Virga yang melihat adegan itu memandang kedua gadis itu silih ganti. Sebelum tatapnya terfokus sepenuhnya ke arah Melodi. Gadis cantik yang jadi pujaan hatinya selama ini.
"Ini. Udah disetujui sama OSIS dan Kepala Sekolah." Ia menghadapkan berkas dalam genggamannya ke hadapan Banu. Lantas menyenggol bahu Nura yang berada tepat di sampingnya seraya berbisik, "Ayo pulang bareng. Gue ada koleksi film terbaru. Cowoknya mati."
Mendengar hal itu, Nura sontak berdiri. "Paketu, gue balik duluan ya!" Tanpa menunggu persetujuan Banu, Nura buru-buru mengambil tasnya. Lantas merangkul Melodi dan berjalan beriringan keluar ruangan. Virga memerhatikan kedua gadis itu sampai kemudian badan pintu memutus tatapnya.
Melodi. Gadis bertubuh tinggi itu, selalu berhasil membuatnya terpukau.
SAAT keluar dari perpustakaan, pandang Sahal disuguhi awan hitam yang tebal di horizon sana. Terlihat berat dan tak tahan untuk menampung air lagi. Bahkan sebelum kakinya tiba di tangga paling bawah, hujan sudah mulai bercucuran, lebat seketika.
Sekolah sudah sepi sebab jam di pergelangan tangannya pun sudah menunjukkan pukul 17:10. Terlalu asyik membaca membuatnya lupa waktu. Seharusnya setelah dari ruang OSIS tadi ia langsung pulang dan bukan malah mampir ke perpustakaan.

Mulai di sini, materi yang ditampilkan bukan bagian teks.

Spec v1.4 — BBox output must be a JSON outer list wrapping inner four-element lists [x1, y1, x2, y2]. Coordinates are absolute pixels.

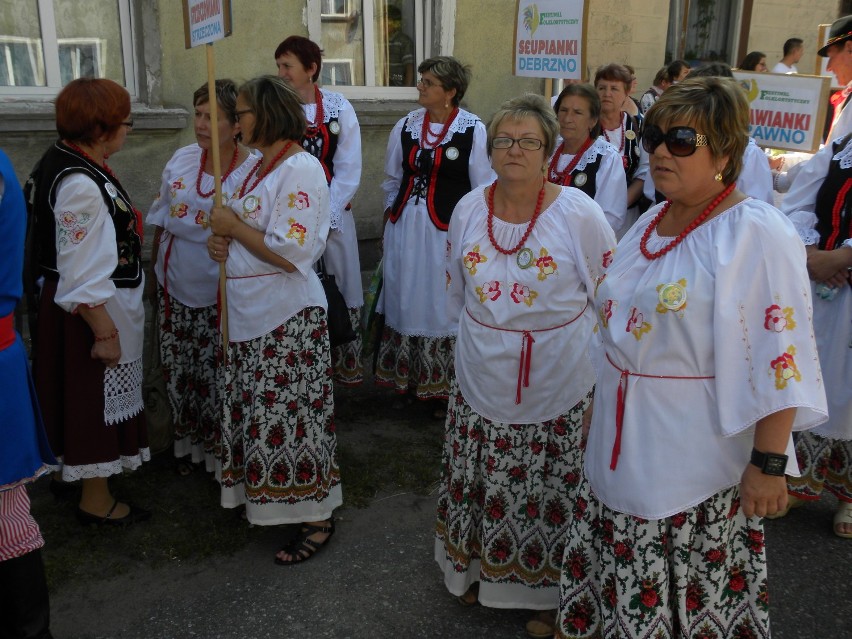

Sahal mendesah. Kata-kata Nura kemudian ter-replay dalam benaknya. Gadis itu benar, cuaca sedang tidak bersahabat. Bisa berubah-ubah seenaknya. Harusnya ia membawa payung, mempersiapkan segala sesuatu untuk kemungkinan terburuk.
Dingin mulai menelusup kulit. Angin yang lumayan kencang juga membuat Sahal agak menggigil. Ia tidak membawa payung, tidak membawa jaket pula.
Sahal tidak ingin berlari menembus hujan. Dingin bisa saja membuat penyakitnya kambuh. Tapi, pesan ibunya agar tidak pulang terlambat mendadak menampar ingatan laki-laki berlesung pipi itu. Membuat Sahal akhirnya tak punya pilihan lain.
Laki-laki itu akhirnya berlari, bergabung dengan tetesan ramai dari langit itu.